Right, as you’ll see below, he quickly hedged his “yes” answer with a utopian vision in which hundreds of thousands of laid-off members of the fossil-fuel industry not only find work in green energy but higher-paying work.

But that part’s not going to make the cut when this clip is featured in GOP attack ads.

And it undercuts Biden’s pitch as the hard-nosed centrist who’s searching for realistic ways to help the working class while Bernie Sanders and Elizabeth Warren are off in Unicornland, hatching megatrillion-dollar programs that’ll never pass Congress, never be paid for even if they did, and never, ever be implemented as smoothly as they’d have one believe. Mass layoffs are a key line of attack against Medicare for All, with upwards of two million private-sector jobs at risk if private health insurance is nuked. Sanders and Warren have various reassurances about that — there’ll be a transition period, the laid-off workers will be able to work for the new government health-care bureaucracy, and so on. But massive disruption isn’t so neatly solved. For instance, one of the core arguments for M4A is that it’ll eliminate many redundant jobs by placing all of American health care under one administrative roof, leading to a (giggle) more efficient system. By definition, then, not everyone purged in the great private insurance bloodletting will find work elsewhere in the industry.

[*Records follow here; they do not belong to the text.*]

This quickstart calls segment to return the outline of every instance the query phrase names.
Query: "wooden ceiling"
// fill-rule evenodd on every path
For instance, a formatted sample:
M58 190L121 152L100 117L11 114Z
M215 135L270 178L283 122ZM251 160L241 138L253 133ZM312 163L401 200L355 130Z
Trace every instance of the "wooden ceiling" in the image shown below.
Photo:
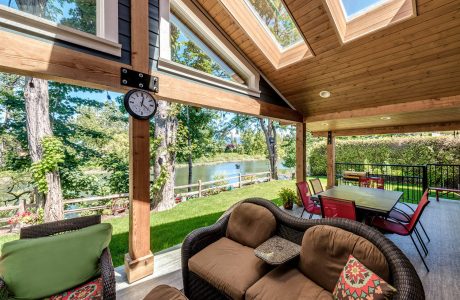
M415 18L345 44L341 43L325 1L284 0L315 56L278 70L219 0L196 1L306 117L460 95L458 0L416 0ZM322 90L330 91L332 96L319 97ZM387 123L426 123L427 118L433 122L444 118L460 121L460 101L453 105L454 109L438 111L436 117L420 111L394 112L394 118ZM368 116L354 121L322 120L309 129L324 131L386 124L378 120ZM325 123L329 127L322 125Z

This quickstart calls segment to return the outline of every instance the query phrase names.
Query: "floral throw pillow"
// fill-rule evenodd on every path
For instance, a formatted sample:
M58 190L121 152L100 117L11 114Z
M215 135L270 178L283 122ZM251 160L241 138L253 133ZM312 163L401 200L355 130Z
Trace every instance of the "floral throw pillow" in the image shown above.
M334 299L380 300L390 299L395 293L394 287L350 255L332 295Z
M102 278L50 297L50 300L100 300L102 299Z

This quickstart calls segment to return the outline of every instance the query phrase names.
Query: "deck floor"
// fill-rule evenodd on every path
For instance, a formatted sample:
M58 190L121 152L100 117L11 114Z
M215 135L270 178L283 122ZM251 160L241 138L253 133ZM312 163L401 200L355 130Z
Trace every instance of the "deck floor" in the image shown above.
M425 258L428 273L409 237L387 235L411 260L425 288L426 299L458 299L460 294L460 201L440 200L425 209L422 222L431 242ZM301 208L291 212L300 216ZM308 217L304 214L304 218ZM423 233L422 233L423 235ZM155 254L155 273L128 285L123 267L116 268L117 298L142 299L151 289L168 284L182 289L180 246Z

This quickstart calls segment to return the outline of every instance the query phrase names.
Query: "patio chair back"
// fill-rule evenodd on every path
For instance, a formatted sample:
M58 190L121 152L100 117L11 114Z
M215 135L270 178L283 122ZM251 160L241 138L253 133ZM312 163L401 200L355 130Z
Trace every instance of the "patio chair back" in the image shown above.
M423 211L425 210L425 207L430 203L430 200L428 199L428 190L423 193L422 198L420 199L420 202L418 203L417 209L415 210L414 214L412 215L412 218L409 221L409 224L407 224L407 230L409 230L410 233L412 233L412 230L414 230L415 225L417 225L418 220L422 216Z
M323 218L345 218L356 221L355 201L319 195Z
M305 181L297 182L297 191L299 192L300 199L302 200L303 207L307 212L315 206L315 202L311 199L310 191L308 190L308 184Z
M323 185L321 184L321 180L319 180L319 178L310 179L310 184L315 195L324 192Z

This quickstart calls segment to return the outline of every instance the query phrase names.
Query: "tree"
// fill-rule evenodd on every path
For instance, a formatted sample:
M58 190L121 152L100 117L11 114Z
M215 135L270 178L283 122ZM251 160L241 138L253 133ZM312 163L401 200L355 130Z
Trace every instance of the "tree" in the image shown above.
M158 211L174 206L174 185L176 176L176 136L177 136L177 105L166 101L158 101L155 115L154 139L157 141L153 174L152 206Z
M64 3L65 1L61 1ZM80 3L82 2L82 3ZM83 4L78 1L77 4ZM52 18L56 7L47 0L16 0L19 10L34 14L38 17ZM80 20L86 14L80 14L78 9L70 11L67 22L71 19ZM78 14L77 14L78 13ZM91 18L91 16L88 15ZM49 111L48 81L27 77L24 85L24 100L26 108L27 140L32 163L37 165L43 159L44 139L53 136ZM47 191L45 194L45 221L55 221L64 218L63 193L59 170L53 169L45 174Z
M278 147L276 145L276 126L275 122L270 119L259 119L260 127L265 135L267 144L268 160L270 161L270 171L272 178L278 179Z

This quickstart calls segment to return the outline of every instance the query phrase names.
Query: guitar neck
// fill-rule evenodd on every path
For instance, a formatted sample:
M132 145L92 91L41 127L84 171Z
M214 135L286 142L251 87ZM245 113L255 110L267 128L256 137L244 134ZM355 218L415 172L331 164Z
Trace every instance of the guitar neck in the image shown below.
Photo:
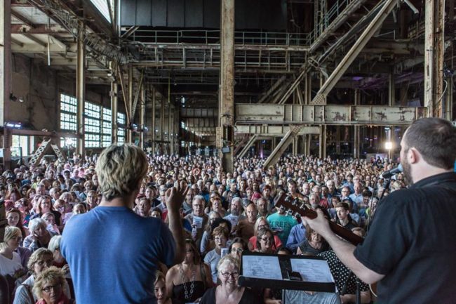
M286 209L291 210L293 213L299 213L301 216L305 216L311 219L316 218L317 213L315 211L309 209L302 209L297 206L292 204L290 202L286 201L286 196L285 194L282 194L276 201L276 206L283 206ZM362 237L355 234L351 231L344 228L342 226L337 225L334 222L329 220L328 221L331 230L339 237L349 242L355 246L363 242Z

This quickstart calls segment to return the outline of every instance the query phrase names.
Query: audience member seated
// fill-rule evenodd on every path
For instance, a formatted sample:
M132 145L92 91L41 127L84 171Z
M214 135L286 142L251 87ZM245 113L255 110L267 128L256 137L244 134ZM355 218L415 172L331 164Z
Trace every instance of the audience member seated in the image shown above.
M215 243L215 248L208 252L204 257L204 263L210 267L210 273L213 283L217 284L217 264L222 258L222 249L227 251L227 241L229 234L228 230L223 227L214 229L212 236Z
M38 296L36 304L72 304L63 292L66 281L63 271L51 266L41 272L33 284L33 292Z
M220 284L208 289L200 304L257 304L260 300L250 289L238 286L239 260L227 255L217 265Z
M185 303L194 303L213 285L210 268L201 261L196 244L185 240L185 258L166 273L168 295Z
M263 228L269 228L269 223L268 221L266 220L262 216L260 216L257 219L257 221L255 223L255 225L253 226L253 232L255 233L255 235L252 237L250 237L248 240L248 250L250 251L254 251L255 249L257 249L257 235L258 234L258 231ZM273 244L273 250L276 250L278 248L281 247L282 246L282 242L280 240L280 238L275 235L274 236L274 244Z
M165 276L160 270L155 272L154 295L157 304L184 304L185 302L177 298L170 298L166 290Z
M306 225L306 238L300 244L296 254L316 256L328 249L328 243L308 225Z
M24 239L24 247L32 252L39 248L47 248L52 235L46 230L47 224L42 218L34 218L29 223L30 235Z
M38 295L32 290L35 279L43 271L51 267L53 263L53 253L50 250L40 248L32 254L27 264L30 276L18 286L13 304L34 304L36 303L39 298ZM69 286L66 283L63 291L67 297L69 297Z

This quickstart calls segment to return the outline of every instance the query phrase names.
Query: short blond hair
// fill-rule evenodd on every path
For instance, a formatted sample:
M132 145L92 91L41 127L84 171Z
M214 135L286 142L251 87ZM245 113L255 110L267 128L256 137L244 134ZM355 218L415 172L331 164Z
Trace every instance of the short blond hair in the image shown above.
M20 229L14 226L8 226L5 228L5 235L4 238L4 242L0 243L0 250L3 250L5 248L8 247L8 242L13 239L14 237L22 237L22 232L20 232Z
M43 287L46 283L53 286L60 285L61 291L63 292L65 284L63 270L55 266L51 266L38 275L33 284L33 292L38 296L39 298L43 298Z
M138 189L147 171L147 159L131 144L112 145L103 150L95 168L105 199L125 197Z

As I say, on that subject Biden is a realist: Disruptions disrupt. He’s a public-option guy, not a Medicare for All supporter, so he’s happy to point out the potential for chaos if Sanders and Warren get their way. Ask him about throwing tends of thousands workers in the energy sector onto the unemployment line in service to green energy, though, and suddenly everything’s chill. He supports green energy so those jobs can be safely gambled with. This is the “electable” guy in the field.

This answer, in response to a different question about working with Republicans, seems not so realistic either:

Number two, with Trump out of the way, it’s not going to change things in a fundamental way, but what it will do is it will mean that we are in a position where he’s not going to be able to intimidate the base–his base is not going to be in intimidate those half-dozen Republicans we may need in other things. I refuse to accept the notion as some on this stage do that we can never, never get to a place where we have cooperation again. If that’s the case, we are dead as a country. We need to be able to reach a consensus. And if anyone has reason to be angry with the Republicans and not want to cooperate, it’s me the way they’ve attacked me, my son and my family.

Trump’s base absolutely can and will intimidate moderate Republicans in the Senate, whether or not ex-President Trump is egging them on to do so. And he probably will be: There’s every reason to believe he’ll tweet through his rage during his successor’s administration if he ends up losing next fall. But even if he gave up Twitter, the GOP will naturally transition in the wake of defeat from a Trump cult to a revanchist posture in which the only way to avenge the sting of defeat is to roadblock everything the new president wants to do. (There’ll also some be post-election narrative that the Democrats cheated to win in the name of delegitimizing the new president, just as there’ll be another Democratic narrative that Trump cheated if he wins reelection to delegitimize him.) So yeah, of course Susan Collins and Romney and Murkowski will have their arms twisted to prevent compromise with Biden. They’ll probably have their arms twisted more then than they do now since at the moment Trump is around to fight for Republican priorities. Once he’s gone, it’s on congressional Republicans to show the base that someone’s fighting.

Also, in what universe does Joe think he’s going to have 54 Democratic seats such that he only needs a half-dozen Republicans to beat a filibuster and pass legislation? Sanders and Warren may reside in Unicornland but Biden’s clearly an occasional visitor.